Una curiosità tanto per tenere alto il cinismo: in molti ambienti editoriali si usano già strumenti di AI per generare “bozze”, “abstract” o “contenuti di supporto”. Ma finché nessuno lo dice, tutto va bene. È come un doping semantico: funziona finché non si fa un test anti-intelligenza. Ma appena scatta il controllo – come è successo qui – la festa finisce.
La semantica giuridica dell’AI nel giornalismo è una mina inesplosa. Cosa significa “uso improprio”? Cosa vuol dire “contenuti generati automaticamente” in un’epoca dove tutto passa da un algoritmo, anche il titolo di un articolo? E soprattutto: è ancora giornalismo quello che produce una macchina allenata a emulare il pensiero umano con una media statistica di frasi?
Nella logica spietata del business, il punto non è la qualità del contenuto, ma la sua scalabilità. L’AI non sbaglia mai due volte allo stesso modo, ma sbaglia con una produttività invidiabile. Un redattore umano ti costa, ti contesta, ti chiede ferie e diritti. L’AI no.
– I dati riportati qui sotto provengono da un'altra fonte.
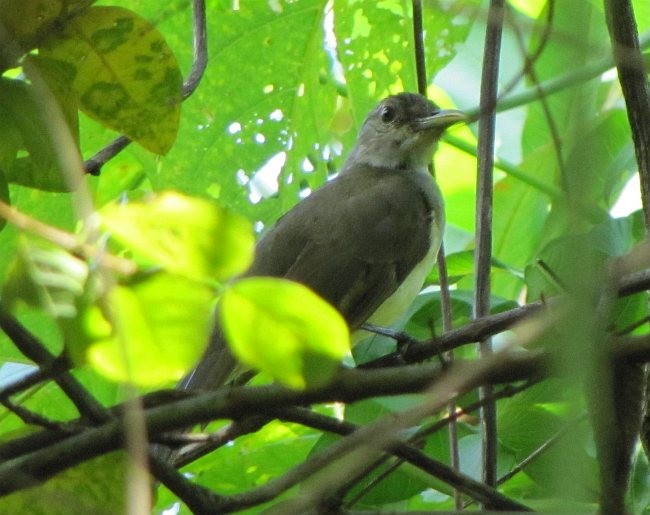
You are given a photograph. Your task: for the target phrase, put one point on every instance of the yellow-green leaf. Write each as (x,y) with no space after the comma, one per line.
(149,333)
(184,235)
(125,74)
(284,329)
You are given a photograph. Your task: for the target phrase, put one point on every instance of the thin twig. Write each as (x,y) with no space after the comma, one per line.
(94,164)
(484,195)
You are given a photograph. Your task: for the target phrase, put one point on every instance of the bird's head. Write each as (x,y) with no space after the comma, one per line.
(402,132)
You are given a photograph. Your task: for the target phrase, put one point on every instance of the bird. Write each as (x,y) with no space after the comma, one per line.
(365,240)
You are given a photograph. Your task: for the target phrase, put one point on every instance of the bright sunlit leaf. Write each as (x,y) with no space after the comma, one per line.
(284,329)
(184,235)
(151,332)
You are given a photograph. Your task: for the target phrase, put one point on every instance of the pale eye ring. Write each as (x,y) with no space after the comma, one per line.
(388,114)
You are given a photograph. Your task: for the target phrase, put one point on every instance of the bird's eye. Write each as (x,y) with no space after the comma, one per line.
(388,114)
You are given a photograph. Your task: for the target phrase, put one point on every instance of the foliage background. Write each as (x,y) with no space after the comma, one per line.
(286,88)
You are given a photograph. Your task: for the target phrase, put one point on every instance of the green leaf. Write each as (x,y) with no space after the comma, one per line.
(26,22)
(148,333)
(46,276)
(284,329)
(125,75)
(22,125)
(184,235)
(96,486)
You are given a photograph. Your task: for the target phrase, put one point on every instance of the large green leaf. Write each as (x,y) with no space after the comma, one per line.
(28,152)
(123,73)
(149,332)
(283,328)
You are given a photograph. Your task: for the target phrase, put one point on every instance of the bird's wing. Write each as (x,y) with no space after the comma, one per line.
(357,253)
(354,254)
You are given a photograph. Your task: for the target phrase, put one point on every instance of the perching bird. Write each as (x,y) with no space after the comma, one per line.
(365,240)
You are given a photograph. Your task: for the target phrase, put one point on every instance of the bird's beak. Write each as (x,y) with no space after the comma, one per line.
(441,120)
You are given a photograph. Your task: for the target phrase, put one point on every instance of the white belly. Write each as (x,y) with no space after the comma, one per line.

L’unico problema è che, per ora, non può ancora firmare un NDA. Ma ci stanno lavorando, tranquilli.
Il futuro prossimo del giornalismo potrebbe essere questo: redazioni popolate da pochi umani che correggono, firmano e difendono contenuti scritti da modelli linguistici, mentre le testate vendono la narrazione di “un nuovo modo di raccontare il mondo”. Il che, se ci pensi, ha qualcosa di poeticamente distopico. Il potere della parola filtrato da un algoritmo allenato su tutto ciò che abbiamo detto, pensato o sussurrato online negli ultimi vent’anni.
La vicenda Politico ci costringe a guardare in faccia l’ipocrisia strutturale del settore. Tutti la usano, l’intelligenza artificiale. Ma nessuno vuole ammetterlo, né prendersi la responsabilità di quando qualcosa va storto. Un po’ come quegli influencer che giurano di essere “naturali” mentre l’AI modella i loro sorrisi. La differenza è che qui non parliamo di estetica, ma di verità. E la verità, si sa, non è compatibile con l’output precompilato.
Forse la vera domanda non è se l’intelligenza artificiale debba essere usata nel giornalismo, ma come e sotto il controllo di chi. E fino a quando non ci sarà una risposta chiara, ogni parola scritta da una macchina rischia di diventare una prova in un processo che, ironicamente, sarà ancora difeso da un avvocato umano.
Nel frattempo, i giornalisti di Politico aspettano l’arbitrato. E l’industria trattiene il fiato. Non tanto per paura del verdetto, quanto per la consapevolezza che, da qui in poi, nessuno potrà più far finta che l’intelligenza artificiale sia solo un assistente. È un redattore invisibile, un autore silenzioso, e sempre più spesso, un problema legale con la sintassi perfetta.